Migration Guide

An Elegant Approach to Run Existing CUDA Analytics on Both GPU and CPU

Escape GPU vendor lock-in with minimal code changes. Run your CUDA code on scalable CPUs with comparable performance, plus the added benefit of Automatic Adjoint Differentiation (AAD). Make informed hardware decisions for your quantitative finance applications.

The Decision Made Nearly a Decade Ago

Why CPU has caught up with GPU

Historical Context

Many financial institutions committed to CUDA/GPU years ago, pursuing proclaimed 100-1000x performance gains against CPU. The substantial investment in transitioning analytics to CUDA seemed justified at the time.

CPU Evolution

Since then, CPU-based systems have made a quantum leap in parallel compute capacity. Modern CPUs are now comparable to, and sometimes exceed, GPU systems when total cost of ownership is properly accounted for.

Key Insight

Organizations with existing CUDA projects can now assess performance gain or loss for transitioning from GPU to modern CPU systems. With minimal code changes, existing GPU-only code can be adapted to run on CPU or GPU simultaneously.

The Real Economics: 30%, Not 1000x

Cloud cost analysis reveals the truth about GPU vs CPU pricing

According to the most trustworthy and impartial benchmark (STAC-A2), when hardware manufacturers invest maximum software development effort to extract top performance, CPU and GPU go neck-and-neck.
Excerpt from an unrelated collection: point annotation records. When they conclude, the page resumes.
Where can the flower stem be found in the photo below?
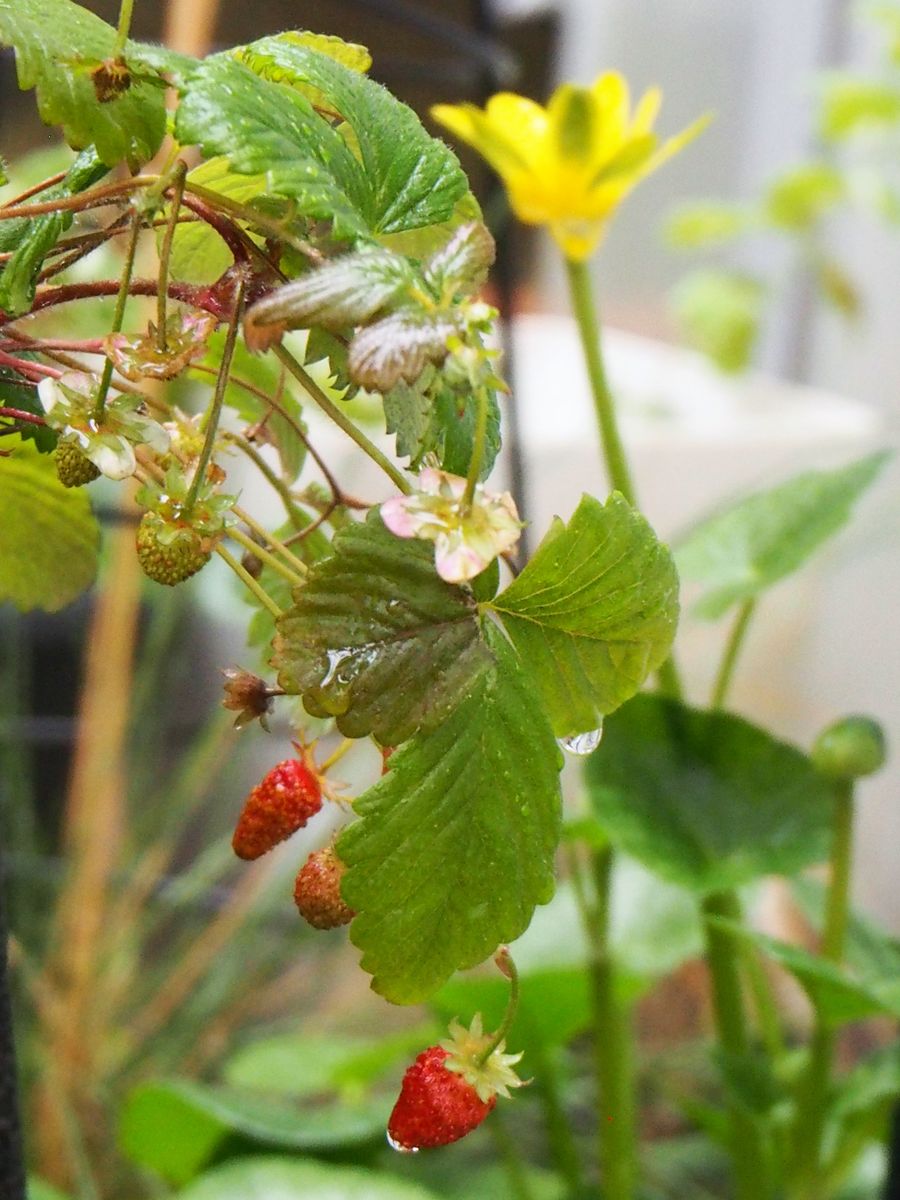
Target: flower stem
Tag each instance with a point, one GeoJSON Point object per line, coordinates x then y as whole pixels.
{"type": "Point", "coordinates": [258, 592]}
{"type": "Point", "coordinates": [121, 299]}
{"type": "Point", "coordinates": [478, 449]}
{"type": "Point", "coordinates": [730, 658]}
{"type": "Point", "coordinates": [813, 1095]}
{"type": "Point", "coordinates": [287, 359]}
{"type": "Point", "coordinates": [121, 34]}
{"type": "Point", "coordinates": [178, 190]}
{"type": "Point", "coordinates": [217, 400]}
{"type": "Point", "coordinates": [749, 1157]}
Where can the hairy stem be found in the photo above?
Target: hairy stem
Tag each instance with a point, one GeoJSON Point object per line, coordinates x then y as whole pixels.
{"type": "Point", "coordinates": [287, 359]}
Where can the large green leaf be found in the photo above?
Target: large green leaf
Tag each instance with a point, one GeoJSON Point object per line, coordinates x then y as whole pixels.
{"type": "Point", "coordinates": [283, 1179]}
{"type": "Point", "coordinates": [37, 237]}
{"type": "Point", "coordinates": [707, 799]}
{"type": "Point", "coordinates": [174, 1127]}
{"type": "Point", "coordinates": [54, 42]}
{"type": "Point", "coordinates": [742, 551]}
{"type": "Point", "coordinates": [412, 179]}
{"type": "Point", "coordinates": [593, 612]}
{"type": "Point", "coordinates": [455, 845]}
{"type": "Point", "coordinates": [377, 640]}
{"type": "Point", "coordinates": [48, 537]}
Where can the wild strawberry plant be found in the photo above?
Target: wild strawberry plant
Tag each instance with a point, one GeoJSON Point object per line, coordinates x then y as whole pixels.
{"type": "Point", "coordinates": [283, 237]}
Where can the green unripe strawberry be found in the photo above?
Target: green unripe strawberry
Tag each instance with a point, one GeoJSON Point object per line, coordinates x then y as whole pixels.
{"type": "Point", "coordinates": [169, 553]}
{"type": "Point", "coordinates": [73, 468]}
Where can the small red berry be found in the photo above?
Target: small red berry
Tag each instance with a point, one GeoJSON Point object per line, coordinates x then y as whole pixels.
{"type": "Point", "coordinates": [449, 1091]}
{"type": "Point", "coordinates": [276, 808]}
{"type": "Point", "coordinates": [317, 891]}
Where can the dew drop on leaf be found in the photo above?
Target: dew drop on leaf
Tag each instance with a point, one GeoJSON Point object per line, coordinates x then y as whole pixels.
{"type": "Point", "coordinates": [582, 743]}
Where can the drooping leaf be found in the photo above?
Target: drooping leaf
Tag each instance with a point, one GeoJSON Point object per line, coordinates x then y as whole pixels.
{"type": "Point", "coordinates": [412, 179]}
{"type": "Point", "coordinates": [593, 612]}
{"type": "Point", "coordinates": [48, 537]}
{"type": "Point", "coordinates": [742, 551]}
{"type": "Point", "coordinates": [454, 846]}
{"type": "Point", "coordinates": [377, 640]}
{"type": "Point", "coordinates": [719, 312]}
{"type": "Point", "coordinates": [286, 1179]}
{"type": "Point", "coordinates": [265, 129]}
{"type": "Point", "coordinates": [39, 235]}
{"type": "Point", "coordinates": [174, 1127]}
{"type": "Point", "coordinates": [705, 798]}
{"type": "Point", "coordinates": [837, 995]}
{"type": "Point", "coordinates": [54, 41]}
Feature GPU (V100) CPU (Xeon)
Number of cores 5,120 56 x 2
Clock frequency 877 MHz 2.6 GHz
Operations per clock (float precision) 1 32
FMA 2 2
TFLOPS (all of above multiplied) 8.98 18.64
Approx monthly cost (GCP) $1,300 $3,416
Approx monthly cost per TFLOP $145 $183

The average cost of a CPU TFLOP is ~30% higher than GPU. Therefore, the maximum theoretical saving is about 30%, not 1000x! When factoring in development costs, maintenance, specialist developers, and vendor lock-in, the true economics often favor CPU.
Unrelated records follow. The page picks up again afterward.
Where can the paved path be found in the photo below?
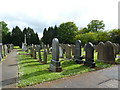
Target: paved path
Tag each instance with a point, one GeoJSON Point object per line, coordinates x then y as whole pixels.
{"type": "Point", "coordinates": [9, 70]}
{"type": "Point", "coordinates": [106, 78]}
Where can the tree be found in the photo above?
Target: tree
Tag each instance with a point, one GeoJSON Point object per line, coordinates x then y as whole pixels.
{"type": "Point", "coordinates": [115, 35]}
{"type": "Point", "coordinates": [95, 25]}
{"type": "Point", "coordinates": [6, 37]}
{"type": "Point", "coordinates": [67, 32]}
{"type": "Point", "coordinates": [17, 36]}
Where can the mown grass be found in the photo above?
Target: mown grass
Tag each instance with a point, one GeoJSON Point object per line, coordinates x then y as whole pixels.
{"type": "Point", "coordinates": [32, 72]}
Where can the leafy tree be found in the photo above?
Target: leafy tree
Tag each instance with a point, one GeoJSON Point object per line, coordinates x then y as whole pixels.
{"type": "Point", "coordinates": [95, 25]}
{"type": "Point", "coordinates": [115, 35]}
{"type": "Point", "coordinates": [16, 36]}
{"type": "Point", "coordinates": [67, 32]}
{"type": "Point", "coordinates": [5, 32]}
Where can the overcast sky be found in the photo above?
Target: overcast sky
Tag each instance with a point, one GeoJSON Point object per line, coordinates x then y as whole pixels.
{"type": "Point", "coordinates": [40, 14]}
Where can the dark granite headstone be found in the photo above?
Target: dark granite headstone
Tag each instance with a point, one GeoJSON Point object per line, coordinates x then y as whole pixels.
{"type": "Point", "coordinates": [55, 65]}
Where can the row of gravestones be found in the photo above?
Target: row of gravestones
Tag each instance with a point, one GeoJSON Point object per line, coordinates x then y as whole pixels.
{"type": "Point", "coordinates": [36, 49]}
{"type": "Point", "coordinates": [109, 52]}
{"type": "Point", "coordinates": [5, 49]}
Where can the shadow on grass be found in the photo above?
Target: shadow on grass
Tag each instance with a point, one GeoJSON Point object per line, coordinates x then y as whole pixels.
{"type": "Point", "coordinates": [38, 73]}
{"type": "Point", "coordinates": [76, 70]}
{"type": "Point", "coordinates": [27, 62]}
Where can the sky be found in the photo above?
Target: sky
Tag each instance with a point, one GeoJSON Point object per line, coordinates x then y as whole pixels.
{"type": "Point", "coordinates": [40, 14]}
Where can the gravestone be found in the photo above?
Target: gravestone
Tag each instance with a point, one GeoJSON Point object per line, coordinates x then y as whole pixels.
{"type": "Point", "coordinates": [89, 55]}
{"type": "Point", "coordinates": [34, 52]}
{"type": "Point", "coordinates": [39, 53]}
{"type": "Point", "coordinates": [78, 57]}
{"type": "Point", "coordinates": [55, 65]}
{"type": "Point", "coordinates": [0, 51]}
{"type": "Point", "coordinates": [115, 49]}
{"type": "Point", "coordinates": [44, 56]}
{"type": "Point", "coordinates": [109, 53]}
{"type": "Point", "coordinates": [73, 49]}
{"type": "Point", "coordinates": [68, 51]}
{"type": "Point", "coordinates": [100, 49]}
{"type": "Point", "coordinates": [24, 45]}
{"type": "Point", "coordinates": [61, 55]}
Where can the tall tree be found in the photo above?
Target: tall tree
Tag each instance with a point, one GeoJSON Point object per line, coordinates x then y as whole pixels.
{"type": "Point", "coordinates": [95, 25]}
{"type": "Point", "coordinates": [16, 36]}
{"type": "Point", "coordinates": [67, 32]}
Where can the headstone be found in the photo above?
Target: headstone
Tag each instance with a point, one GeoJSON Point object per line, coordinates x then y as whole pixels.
{"type": "Point", "coordinates": [55, 65]}
{"type": "Point", "coordinates": [34, 52]}
{"type": "Point", "coordinates": [61, 55]}
{"type": "Point", "coordinates": [39, 53]}
{"type": "Point", "coordinates": [78, 57]}
{"type": "Point", "coordinates": [89, 55]}
{"type": "Point", "coordinates": [44, 57]}
{"type": "Point", "coordinates": [100, 49]}
{"type": "Point", "coordinates": [109, 53]}
{"type": "Point", "coordinates": [24, 45]}
{"type": "Point", "coordinates": [0, 51]}
{"type": "Point", "coordinates": [68, 51]}
{"type": "Point", "coordinates": [73, 49]}
{"type": "Point", "coordinates": [115, 49]}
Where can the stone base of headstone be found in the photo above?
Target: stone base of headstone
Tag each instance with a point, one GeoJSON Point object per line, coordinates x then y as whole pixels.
{"type": "Point", "coordinates": [55, 66]}
{"type": "Point", "coordinates": [89, 64]}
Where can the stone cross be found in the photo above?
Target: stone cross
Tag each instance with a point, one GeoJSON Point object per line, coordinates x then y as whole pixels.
{"type": "Point", "coordinates": [78, 57]}
{"type": "Point", "coordinates": [89, 55]}
{"type": "Point", "coordinates": [109, 53]}
{"type": "Point", "coordinates": [55, 65]}
{"type": "Point", "coordinates": [100, 49]}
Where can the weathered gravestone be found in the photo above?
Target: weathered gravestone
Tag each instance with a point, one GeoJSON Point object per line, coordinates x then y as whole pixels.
{"type": "Point", "coordinates": [115, 49]}
{"type": "Point", "coordinates": [55, 65]}
{"type": "Point", "coordinates": [78, 57]}
{"type": "Point", "coordinates": [100, 49]}
{"type": "Point", "coordinates": [0, 51]}
{"type": "Point", "coordinates": [109, 53]}
{"type": "Point", "coordinates": [68, 51]}
{"type": "Point", "coordinates": [61, 55]}
{"type": "Point", "coordinates": [73, 49]}
{"type": "Point", "coordinates": [39, 53]}
{"type": "Point", "coordinates": [34, 52]}
{"type": "Point", "coordinates": [89, 55]}
{"type": "Point", "coordinates": [44, 57]}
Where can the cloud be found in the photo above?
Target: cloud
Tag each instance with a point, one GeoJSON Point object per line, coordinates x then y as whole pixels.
{"type": "Point", "coordinates": [40, 14]}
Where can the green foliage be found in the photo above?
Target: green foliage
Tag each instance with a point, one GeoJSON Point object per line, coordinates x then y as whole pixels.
{"type": "Point", "coordinates": [67, 32]}
{"type": "Point", "coordinates": [115, 35]}
{"type": "Point", "coordinates": [17, 36]}
{"type": "Point", "coordinates": [95, 25]}
{"type": "Point", "coordinates": [6, 36]}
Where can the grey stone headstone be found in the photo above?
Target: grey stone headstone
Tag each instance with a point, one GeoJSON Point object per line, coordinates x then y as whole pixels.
{"type": "Point", "coordinates": [68, 51]}
{"type": "Point", "coordinates": [100, 50]}
{"type": "Point", "coordinates": [73, 49]}
{"type": "Point", "coordinates": [34, 52]}
{"type": "Point", "coordinates": [78, 57]}
{"type": "Point", "coordinates": [55, 65]}
{"type": "Point", "coordinates": [39, 53]}
{"type": "Point", "coordinates": [109, 53]}
{"type": "Point", "coordinates": [44, 57]}
{"type": "Point", "coordinates": [61, 55]}
{"type": "Point", "coordinates": [89, 55]}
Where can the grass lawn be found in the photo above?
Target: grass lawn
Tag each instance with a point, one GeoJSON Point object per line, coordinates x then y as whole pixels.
{"type": "Point", "coordinates": [32, 72]}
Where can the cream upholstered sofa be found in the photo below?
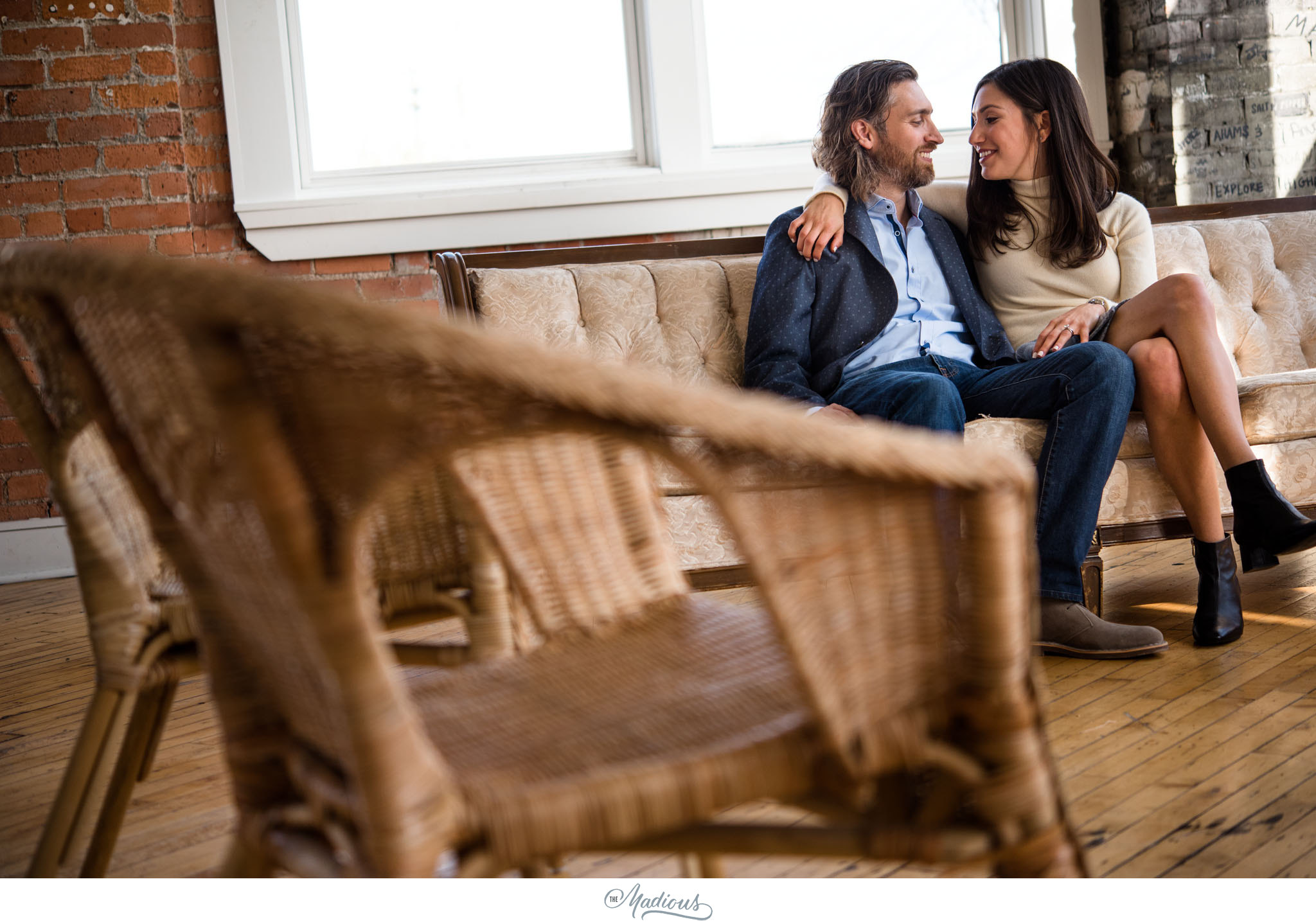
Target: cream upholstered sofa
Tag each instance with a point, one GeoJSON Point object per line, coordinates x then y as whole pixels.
{"type": "Point", "coordinates": [686, 306]}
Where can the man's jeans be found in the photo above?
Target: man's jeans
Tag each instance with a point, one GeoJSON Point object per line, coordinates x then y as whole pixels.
{"type": "Point", "coordinates": [1083, 393]}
The Hidden Liabilities of GPU Commitment

What many banks discovered after their CUDA migration

Maintenance Burden

  • Specialized CUDA code requires specialized developers
  • Higher support costs due to complexity
  • Scarcity of talent makes hiring difficult and expensive
  • Knowledge concentration risk with limited team members

Vendor Lock-in

  • CUDA/NVIDIA ecosystem dependency
  • Hardware obsolescence as older GPUs reach end-of-service
  • Forced upgrades drive incremental costs
  • Limited negotiating power with single vendor

Technical Limitations

  • Strict memory constraints (8-48GB vs 64-512GB+ CPU)
  • No AAD support for gradient calculations
  • Complex control flow challenges
  • Hitting GPU limits with new business needs

Development Overhead

  • Matrix-vector paradigm shift from OOP
  • Costly code redesign effort
  • Extended development cycles
  • Testing complexity across environments

Until now, technology similar to CUDA for safe multithreading was unavailable on CPU. MatLogica's AADC changes this. Unlike CUDA, AADC uses existing C++ object-oriented code to generate optimized kernels for scalable CPU execution with minimal developer effort.
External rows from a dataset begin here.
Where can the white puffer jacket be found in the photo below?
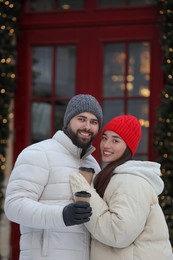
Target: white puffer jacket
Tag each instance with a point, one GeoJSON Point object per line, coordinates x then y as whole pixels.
{"type": "Point", "coordinates": [36, 194]}
{"type": "Point", "coordinates": [128, 224]}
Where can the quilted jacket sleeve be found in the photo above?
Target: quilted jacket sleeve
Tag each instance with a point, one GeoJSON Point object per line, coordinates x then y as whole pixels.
{"type": "Point", "coordinates": [26, 184]}
{"type": "Point", "coordinates": [119, 218]}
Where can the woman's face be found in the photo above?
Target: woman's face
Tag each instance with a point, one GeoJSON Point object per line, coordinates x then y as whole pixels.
{"type": "Point", "coordinates": [112, 146]}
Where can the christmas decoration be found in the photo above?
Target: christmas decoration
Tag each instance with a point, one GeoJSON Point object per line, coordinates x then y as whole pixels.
{"type": "Point", "coordinates": [9, 11]}
{"type": "Point", "coordinates": [163, 133]}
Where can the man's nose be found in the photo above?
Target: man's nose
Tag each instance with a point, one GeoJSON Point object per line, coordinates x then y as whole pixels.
{"type": "Point", "coordinates": [87, 125]}
{"type": "Point", "coordinates": [107, 144]}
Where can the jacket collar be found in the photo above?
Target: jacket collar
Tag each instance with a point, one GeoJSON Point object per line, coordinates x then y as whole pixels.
{"type": "Point", "coordinates": [65, 141]}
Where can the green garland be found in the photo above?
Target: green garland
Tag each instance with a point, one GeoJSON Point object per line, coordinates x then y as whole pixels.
{"type": "Point", "coordinates": [9, 11]}
{"type": "Point", "coordinates": [163, 133]}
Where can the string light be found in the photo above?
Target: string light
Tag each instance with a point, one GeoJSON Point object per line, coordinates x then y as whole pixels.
{"type": "Point", "coordinates": [163, 137]}
{"type": "Point", "coordinates": [8, 28]}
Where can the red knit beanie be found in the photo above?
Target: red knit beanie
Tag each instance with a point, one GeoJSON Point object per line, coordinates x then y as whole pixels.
{"type": "Point", "coordinates": [128, 128]}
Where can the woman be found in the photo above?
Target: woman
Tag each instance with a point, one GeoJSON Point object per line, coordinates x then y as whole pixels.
{"type": "Point", "coordinates": [127, 222]}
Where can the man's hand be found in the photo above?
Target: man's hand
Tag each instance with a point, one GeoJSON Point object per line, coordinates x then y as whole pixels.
{"type": "Point", "coordinates": [77, 213]}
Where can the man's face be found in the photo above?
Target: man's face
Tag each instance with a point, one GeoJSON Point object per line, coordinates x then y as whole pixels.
{"type": "Point", "coordinates": [83, 128]}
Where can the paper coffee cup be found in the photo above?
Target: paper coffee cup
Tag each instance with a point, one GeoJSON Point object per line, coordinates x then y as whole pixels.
{"type": "Point", "coordinates": [87, 173]}
{"type": "Point", "coordinates": [82, 196]}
The AADC Approach: Reuse Existing CUDA Analytics

Run your GPU code on scalable CPUs with minimal changes

AADC can simply reuse existing CUDA analytics implemented for GPU and run them on scalable CPUs instead. With minimal changes, existing CUDA code can be adapted for AADC and executed using multi-threading and vectorization on CPU to achieve top performance.

Unlike GPU, CPU has plenty of memory to solve large problems and natively supports AAD!

How It Works: Recording Scalable CPU Kernels

CUDA mainly uses C++ syntax with extensions for parallel programming and GPU management. The AADC approach records scalable CPU kernels by executing original user code for one data sample (e.g., one Monte Carlo path).

  • Execute CUDA analytics with AADC for one data sample on CPU - This records the full valuation graph
  • Compile scalable CPU kernels - Support execution in safe multithreaded environment
  • Leverage AVX native CPU vector arithmetics - Achieve comparable performance to GPU

More complex problems such as American Monte Carlo pricing and xVA calculations can be handled with a similar approach, with only modest increases in code complexity.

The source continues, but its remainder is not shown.